Apert syndrome is a form of acrocephalosyndactyly, a congenital disorder characterized by malformations of the skull, face, hands and feet. It is classified as a branchial arch syndrome, affecting the first branchial (or pharyngeal) arch, the precursor of the maxilla and mandible. Disturbances in the development of the branchial arches in fetal development create lasting and widespread effects.

In 1906, Eugène Apert, a French physician, described nine people sharing similar attributes and characteristics.
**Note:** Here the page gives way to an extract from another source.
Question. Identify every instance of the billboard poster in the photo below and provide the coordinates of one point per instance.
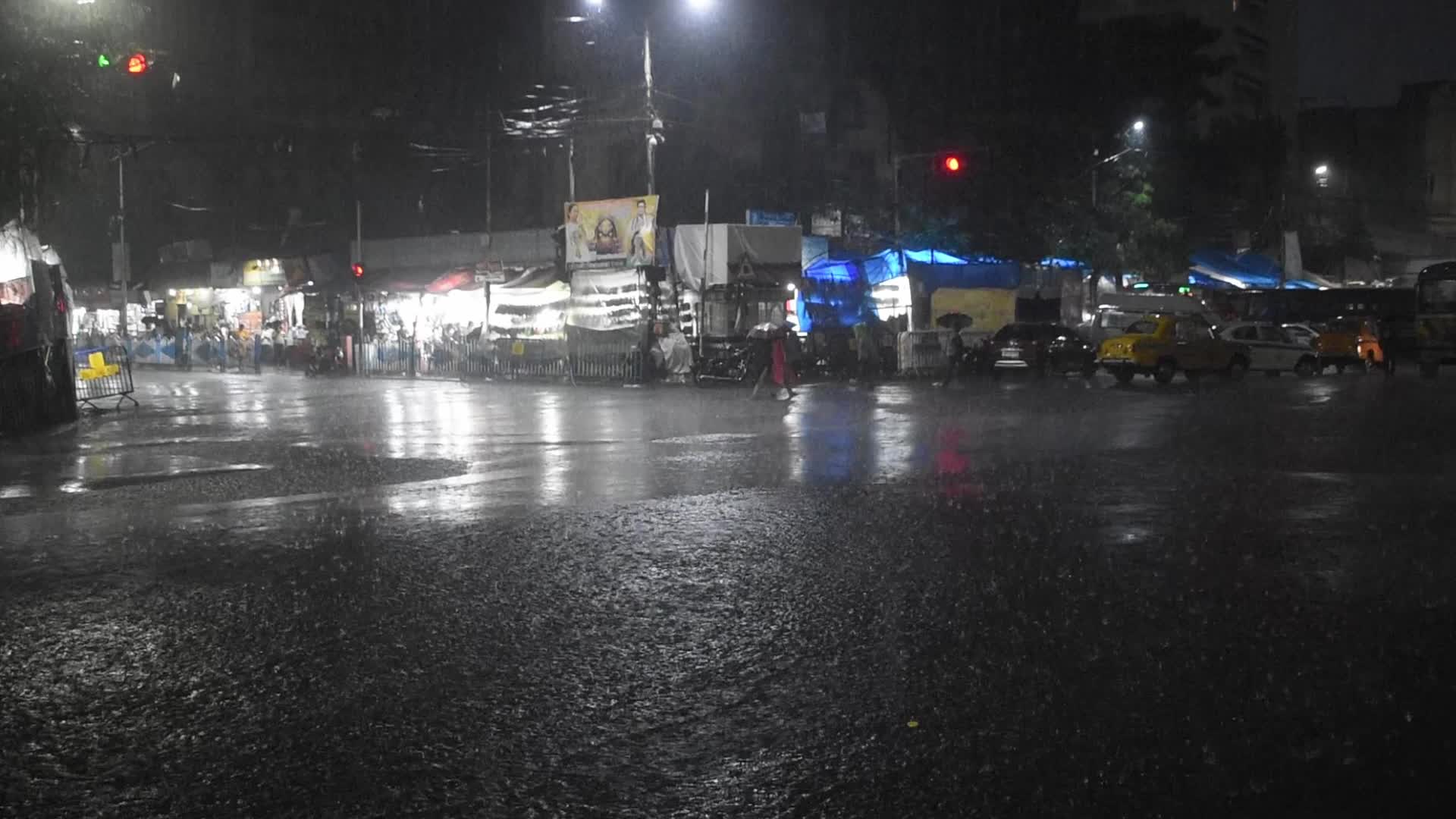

Linguistically, "acro" is Greek for "peak", referring to the "peaked" head that is common in the syndrome. "Cephalo", also from Greek, is a combining form meaning "head". " Syndactyly" refers to webbing of fingers and toes.

In embryology, the hands and feet have selective cells that die, called selective cell death or apoptosis, causing separation of the digits. In the case of acrocephalosyndactyly, selective cell death does not occur and skin, and rarely bone, between the fingers and toes fuses.

The cranial bones are affected as well, similar to Crouzon syndrome and Pfeiffer syndrome. Craniosynostosis occurs when the fetal skull and facial bones fuse too soon in utero, disrupting normal bone growth. Fusion of different sutures leads to different patterns of growth on the skull. Examples include: trigonocephaly (fusion of the metopic suture), brachycephaly (fusion of the coronal suture and lambdoid suture bilaterally), dolichocephaly (fusion of the sagittal suture), plagiocephaly (fusion of coronal and lambdoidal sutures unilaterally), and oxycephaly or turricephaly (fusion of coronal and lambdoid sutures).

Findings for the incidence of the syndrome in the population have varied, with estimates as low as 1 birth in 200,000 provided and 160,000 given as an average by older studies. A study conducted in 1997, however, by the California Birth Defects Monitoring Program, found an incidence rate of 1 in 80,645 out of almost 2.5 million live births. Another study conducted in 2002 by the Craniofacial Center, North Texas Hospital For Children, found a higher incidence of about 1 in 65,000 live births.